Southside – Restaurant Review
The team behind Gold Coast restaurant Rick Shores brings its celebrated vibe to inner-city Brisbane with new restaurant Southside.
Southside shouldn’t really exist. Back in early December, when Queensland border restrictions had barely been lifted, a restaurant of this scale – 170 seats across three storeys in an inner-suburban laneway – had no business opening. Five months on, its dinner services are seriously busy.
Decked out with ferns that lend it the feel of an ancient temple looming out of the jungle, Southside sits tall and narrow in South Brisbane’s Fish Lane. Arches and precise brickwork echo the detail architects Richards & Spence applied to The Calile Hotel on James Street but the treatment here is darker, more charismatic.
“Southside is a counterpoint to Rick Shores,” says co-owner David Flynn. The two venues share an open air feel – Southside’s ground floor flows into the garden – and an affinity for pan-Asian cuisine, yet their disparate locations lend each a unique sense of place. “It’s this beautiful green space that swaps the noise of the ocean for the sound and feel of transit,” says Flynn of his latest restaurant. “It has a great inner-city energy.”
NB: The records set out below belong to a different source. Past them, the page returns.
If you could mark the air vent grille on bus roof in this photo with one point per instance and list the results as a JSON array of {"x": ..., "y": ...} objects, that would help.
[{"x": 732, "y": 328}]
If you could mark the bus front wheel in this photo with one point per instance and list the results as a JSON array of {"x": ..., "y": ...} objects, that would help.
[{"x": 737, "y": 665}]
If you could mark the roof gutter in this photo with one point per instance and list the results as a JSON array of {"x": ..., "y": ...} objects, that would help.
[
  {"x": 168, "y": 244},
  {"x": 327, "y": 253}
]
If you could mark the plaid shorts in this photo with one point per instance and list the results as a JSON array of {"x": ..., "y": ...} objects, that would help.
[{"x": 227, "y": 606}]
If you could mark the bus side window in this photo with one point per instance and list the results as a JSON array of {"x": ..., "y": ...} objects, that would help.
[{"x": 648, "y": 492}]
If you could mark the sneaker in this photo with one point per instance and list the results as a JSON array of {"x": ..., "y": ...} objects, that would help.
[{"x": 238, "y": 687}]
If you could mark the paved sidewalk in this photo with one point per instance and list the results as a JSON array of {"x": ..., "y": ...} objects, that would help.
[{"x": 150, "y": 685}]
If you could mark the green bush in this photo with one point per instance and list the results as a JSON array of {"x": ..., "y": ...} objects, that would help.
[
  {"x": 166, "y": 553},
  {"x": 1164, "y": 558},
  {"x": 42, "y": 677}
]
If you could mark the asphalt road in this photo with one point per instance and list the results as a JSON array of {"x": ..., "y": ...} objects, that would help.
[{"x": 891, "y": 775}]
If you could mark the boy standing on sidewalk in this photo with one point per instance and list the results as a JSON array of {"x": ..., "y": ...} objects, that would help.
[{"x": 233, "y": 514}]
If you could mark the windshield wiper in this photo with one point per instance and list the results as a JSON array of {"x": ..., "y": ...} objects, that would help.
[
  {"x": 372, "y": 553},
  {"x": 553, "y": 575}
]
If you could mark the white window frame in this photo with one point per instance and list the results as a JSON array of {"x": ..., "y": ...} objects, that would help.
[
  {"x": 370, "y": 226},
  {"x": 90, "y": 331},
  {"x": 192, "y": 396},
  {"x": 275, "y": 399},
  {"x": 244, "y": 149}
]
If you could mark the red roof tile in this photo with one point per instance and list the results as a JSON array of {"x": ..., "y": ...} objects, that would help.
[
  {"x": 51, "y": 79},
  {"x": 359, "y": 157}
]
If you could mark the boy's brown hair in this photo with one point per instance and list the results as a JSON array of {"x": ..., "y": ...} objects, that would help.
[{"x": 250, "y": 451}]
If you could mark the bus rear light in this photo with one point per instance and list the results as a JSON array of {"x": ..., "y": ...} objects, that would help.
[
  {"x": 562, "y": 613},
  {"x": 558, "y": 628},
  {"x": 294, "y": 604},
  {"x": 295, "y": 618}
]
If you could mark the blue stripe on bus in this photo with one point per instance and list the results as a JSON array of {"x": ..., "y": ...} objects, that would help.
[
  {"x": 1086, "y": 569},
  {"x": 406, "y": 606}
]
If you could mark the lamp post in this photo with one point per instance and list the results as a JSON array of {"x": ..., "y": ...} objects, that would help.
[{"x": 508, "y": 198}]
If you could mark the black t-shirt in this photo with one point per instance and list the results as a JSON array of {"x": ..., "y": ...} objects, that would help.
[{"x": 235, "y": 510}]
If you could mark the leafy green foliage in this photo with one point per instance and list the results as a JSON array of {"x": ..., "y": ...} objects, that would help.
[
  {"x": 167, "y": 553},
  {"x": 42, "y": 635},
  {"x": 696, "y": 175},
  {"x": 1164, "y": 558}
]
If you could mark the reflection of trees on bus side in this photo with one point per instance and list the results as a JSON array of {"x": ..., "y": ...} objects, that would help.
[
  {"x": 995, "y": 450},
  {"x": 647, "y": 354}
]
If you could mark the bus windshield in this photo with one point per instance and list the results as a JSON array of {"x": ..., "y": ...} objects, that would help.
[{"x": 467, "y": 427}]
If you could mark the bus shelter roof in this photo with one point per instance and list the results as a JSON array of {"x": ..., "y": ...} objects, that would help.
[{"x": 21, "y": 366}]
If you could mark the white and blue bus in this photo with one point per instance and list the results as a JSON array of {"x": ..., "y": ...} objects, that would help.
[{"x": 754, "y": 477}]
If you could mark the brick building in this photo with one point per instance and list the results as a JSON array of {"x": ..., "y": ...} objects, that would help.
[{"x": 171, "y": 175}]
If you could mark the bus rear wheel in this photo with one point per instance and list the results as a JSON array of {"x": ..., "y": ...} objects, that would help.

The food here is more approachable, too, with chefs Simon Hanmer and Benny Lam leaning towards fast paced dumpling and noodle dishes that suit the buzzy location. From the dim sum menu, chicken wontons are drenched in black vinegar and chilli oil, while pork xiao long bao come spicy. Share plates include Goolwa pippies tossed in XO sauce and a mushroom tofu that hums with chilli. Still, the heroes come from the wok – there’s char kway teow stuffed full of Moreton Bay bug and lap cheong as well as a fragrant masterstock duck tossed with supple housemade noodles. To drink, the wine list places Australian boutique producers such as Smallfry and Latta alongside an impressive selection of old-world drops, while cocktails skew left-of-centre (try a grapefruit-based Southside to start, a plum wine Negroni to finish).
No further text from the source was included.